Parfait Hakizimana

Personal information
- Born: 1988 (age 37–38) Burundi

Sport
- Sport: Para Taekwondo
- Event: 61 kg
- Coached by: Zura Mushambokazi

= Parfait Hakizimana =

Burundian parataekwondo practitioner

Parfait Hakizimana (born 1988) is a Burundian parataekwondo practitioner who currently resides in Rwanda. He represented the Refugee Paralympic Team at the 2020 Summer Paralympics in the under 61 kg category.

==Life==
Hakizimana was born in Burundi and lived in a settlement camp as a child. He was shot in the arm when he was eight in an attack that also killed his mother. His father took him to a hospital where with basic care he recovered over two years. He began learning taekwondo when he was sixteen. Hakizimana credits the sport with improving his outlook. He set up a martial arts club. When he was twenty his father died on a motorbike and he decided to leave the tribal conflict in Burundi.

He emigrated to Rwanda and lives in the Mahama Refugee Camp in Rwanda. He went on to again teach his martial art skills in the camp.

He began to compete in 2017 and he had some success. Zura Mushambokazi became his coach. She is a national Taekwondo coach. In 2021 he was able to travel to Kigali where he trained at the Amahoro Stadium.

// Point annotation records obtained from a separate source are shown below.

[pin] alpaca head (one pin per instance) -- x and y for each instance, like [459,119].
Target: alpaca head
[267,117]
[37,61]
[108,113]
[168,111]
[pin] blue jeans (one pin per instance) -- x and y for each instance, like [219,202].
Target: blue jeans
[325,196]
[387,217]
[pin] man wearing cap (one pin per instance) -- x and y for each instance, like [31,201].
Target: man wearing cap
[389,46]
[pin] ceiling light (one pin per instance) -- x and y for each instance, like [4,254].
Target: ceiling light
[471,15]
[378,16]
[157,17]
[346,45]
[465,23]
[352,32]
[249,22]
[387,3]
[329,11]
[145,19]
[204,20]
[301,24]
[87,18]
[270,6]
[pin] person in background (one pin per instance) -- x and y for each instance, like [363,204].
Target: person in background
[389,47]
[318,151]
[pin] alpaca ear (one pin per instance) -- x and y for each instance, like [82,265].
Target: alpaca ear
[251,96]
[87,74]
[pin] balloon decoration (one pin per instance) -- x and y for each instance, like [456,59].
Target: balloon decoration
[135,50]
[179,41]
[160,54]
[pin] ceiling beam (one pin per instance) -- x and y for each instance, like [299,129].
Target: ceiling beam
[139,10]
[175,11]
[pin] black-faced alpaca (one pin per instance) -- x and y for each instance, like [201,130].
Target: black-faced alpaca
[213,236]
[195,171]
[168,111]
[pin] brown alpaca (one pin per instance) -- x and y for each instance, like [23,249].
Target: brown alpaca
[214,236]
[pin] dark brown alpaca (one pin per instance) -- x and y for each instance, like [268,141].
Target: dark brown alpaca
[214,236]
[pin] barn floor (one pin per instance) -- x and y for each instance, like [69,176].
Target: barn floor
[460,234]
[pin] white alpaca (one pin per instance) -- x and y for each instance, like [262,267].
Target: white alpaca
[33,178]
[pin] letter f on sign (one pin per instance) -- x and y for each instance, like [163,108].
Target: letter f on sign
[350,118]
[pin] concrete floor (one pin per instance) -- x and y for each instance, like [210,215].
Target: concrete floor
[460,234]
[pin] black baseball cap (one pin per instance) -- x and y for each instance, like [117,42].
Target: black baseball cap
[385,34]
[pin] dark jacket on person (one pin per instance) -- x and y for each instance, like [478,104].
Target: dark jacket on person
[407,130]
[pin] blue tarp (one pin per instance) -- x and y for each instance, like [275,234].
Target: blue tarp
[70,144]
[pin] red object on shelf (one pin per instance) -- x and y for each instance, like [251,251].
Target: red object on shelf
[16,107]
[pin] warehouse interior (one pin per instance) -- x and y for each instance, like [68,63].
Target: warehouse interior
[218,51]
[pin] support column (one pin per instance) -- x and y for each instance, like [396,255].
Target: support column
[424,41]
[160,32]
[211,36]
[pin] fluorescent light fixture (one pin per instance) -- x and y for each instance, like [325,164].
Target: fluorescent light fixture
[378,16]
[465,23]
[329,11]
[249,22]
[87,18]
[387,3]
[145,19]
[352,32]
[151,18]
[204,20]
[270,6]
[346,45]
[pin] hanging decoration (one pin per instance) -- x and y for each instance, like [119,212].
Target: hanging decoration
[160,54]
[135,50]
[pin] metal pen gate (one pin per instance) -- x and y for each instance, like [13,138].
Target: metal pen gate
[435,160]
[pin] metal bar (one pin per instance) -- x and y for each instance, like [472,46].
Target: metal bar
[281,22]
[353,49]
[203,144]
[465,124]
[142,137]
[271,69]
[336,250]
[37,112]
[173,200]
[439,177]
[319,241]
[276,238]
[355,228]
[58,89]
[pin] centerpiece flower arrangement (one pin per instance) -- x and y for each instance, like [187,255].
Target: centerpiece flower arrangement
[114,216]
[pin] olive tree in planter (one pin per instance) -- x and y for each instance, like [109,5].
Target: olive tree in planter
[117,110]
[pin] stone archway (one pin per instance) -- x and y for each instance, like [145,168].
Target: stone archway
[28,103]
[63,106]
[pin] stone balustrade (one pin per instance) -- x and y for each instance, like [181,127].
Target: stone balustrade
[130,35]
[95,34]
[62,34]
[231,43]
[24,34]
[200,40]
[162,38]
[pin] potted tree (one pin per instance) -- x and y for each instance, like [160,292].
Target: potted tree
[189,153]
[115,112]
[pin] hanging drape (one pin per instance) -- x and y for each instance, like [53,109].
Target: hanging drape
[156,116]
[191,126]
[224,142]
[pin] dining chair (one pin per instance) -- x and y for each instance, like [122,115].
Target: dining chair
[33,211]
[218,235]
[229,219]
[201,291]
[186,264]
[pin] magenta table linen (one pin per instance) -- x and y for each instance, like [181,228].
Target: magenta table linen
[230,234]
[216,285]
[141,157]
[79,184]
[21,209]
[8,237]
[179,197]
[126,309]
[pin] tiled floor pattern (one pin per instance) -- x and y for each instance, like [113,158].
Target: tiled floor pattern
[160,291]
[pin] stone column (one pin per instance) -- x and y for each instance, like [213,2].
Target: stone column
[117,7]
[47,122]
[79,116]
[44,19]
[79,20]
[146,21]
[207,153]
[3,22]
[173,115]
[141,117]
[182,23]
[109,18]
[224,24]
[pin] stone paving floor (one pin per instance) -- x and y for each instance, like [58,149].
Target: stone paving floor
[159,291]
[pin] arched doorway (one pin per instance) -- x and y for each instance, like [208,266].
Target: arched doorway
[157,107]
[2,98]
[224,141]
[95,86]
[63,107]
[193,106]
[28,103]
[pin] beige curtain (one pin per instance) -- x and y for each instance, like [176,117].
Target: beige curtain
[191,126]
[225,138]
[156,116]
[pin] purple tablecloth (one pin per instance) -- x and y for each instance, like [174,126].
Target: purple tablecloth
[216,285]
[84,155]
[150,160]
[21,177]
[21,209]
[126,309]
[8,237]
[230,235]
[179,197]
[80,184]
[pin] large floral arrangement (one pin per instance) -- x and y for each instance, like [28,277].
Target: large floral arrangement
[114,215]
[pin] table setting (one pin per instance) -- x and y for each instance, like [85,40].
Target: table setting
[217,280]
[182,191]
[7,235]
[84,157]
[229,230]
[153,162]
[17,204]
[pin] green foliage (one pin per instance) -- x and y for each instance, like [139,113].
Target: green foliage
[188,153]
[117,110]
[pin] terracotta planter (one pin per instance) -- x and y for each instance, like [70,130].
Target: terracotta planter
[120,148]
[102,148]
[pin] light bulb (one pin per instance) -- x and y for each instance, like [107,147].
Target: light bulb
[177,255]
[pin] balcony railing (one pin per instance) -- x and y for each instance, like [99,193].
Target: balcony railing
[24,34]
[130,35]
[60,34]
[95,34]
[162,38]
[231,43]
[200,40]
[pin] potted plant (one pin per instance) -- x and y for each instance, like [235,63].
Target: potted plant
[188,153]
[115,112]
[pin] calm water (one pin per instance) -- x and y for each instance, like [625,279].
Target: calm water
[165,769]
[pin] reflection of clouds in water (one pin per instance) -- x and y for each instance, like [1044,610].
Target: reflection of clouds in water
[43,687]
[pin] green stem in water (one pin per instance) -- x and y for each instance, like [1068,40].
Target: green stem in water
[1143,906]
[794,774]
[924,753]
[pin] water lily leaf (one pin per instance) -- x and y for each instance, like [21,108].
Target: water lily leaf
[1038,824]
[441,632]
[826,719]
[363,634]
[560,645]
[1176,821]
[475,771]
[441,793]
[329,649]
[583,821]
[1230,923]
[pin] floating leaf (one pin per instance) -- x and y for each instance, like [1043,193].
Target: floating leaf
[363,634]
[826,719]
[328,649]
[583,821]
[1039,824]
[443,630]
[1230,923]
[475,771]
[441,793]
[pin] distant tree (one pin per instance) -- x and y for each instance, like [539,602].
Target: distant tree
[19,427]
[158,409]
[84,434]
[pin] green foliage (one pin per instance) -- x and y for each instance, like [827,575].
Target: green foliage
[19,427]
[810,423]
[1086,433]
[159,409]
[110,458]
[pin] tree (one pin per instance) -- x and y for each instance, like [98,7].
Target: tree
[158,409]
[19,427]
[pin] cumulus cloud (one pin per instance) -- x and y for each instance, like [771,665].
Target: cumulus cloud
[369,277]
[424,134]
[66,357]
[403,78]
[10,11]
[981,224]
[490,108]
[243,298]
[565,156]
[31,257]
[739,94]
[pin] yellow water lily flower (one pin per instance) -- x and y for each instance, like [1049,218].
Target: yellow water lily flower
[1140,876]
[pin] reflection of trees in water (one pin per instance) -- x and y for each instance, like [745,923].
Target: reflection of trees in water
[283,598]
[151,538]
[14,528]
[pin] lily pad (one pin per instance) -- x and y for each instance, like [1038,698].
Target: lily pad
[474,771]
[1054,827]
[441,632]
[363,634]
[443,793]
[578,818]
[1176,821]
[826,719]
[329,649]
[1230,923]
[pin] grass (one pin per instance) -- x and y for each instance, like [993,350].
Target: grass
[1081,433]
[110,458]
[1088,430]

In June 2021, Hakizimana was chosen with four men and a woman to represent refugees at the 2020 Summer Paralympics in Tokyo. The six will be led by the Chef de Mission Ileana Rodriguez who was previously a parathlete swimmer for the US in 2012. The other five are Alia Issa and Ibrahim Al Hussein who are both from Syria and are based in Athens, the American-based Afghan refugee swimmer Abbas Karimi, the German-based Syrian refugee canoeist Anas Al Khalifa, and American based Iranian refugee discus thrower Shahrad Nasajpour. He hoped to win a medal at the paralympics and to return to the refugee camp where he has a young daughter. At the Games, Hakizimana withdrew from the repechage section due to an injury.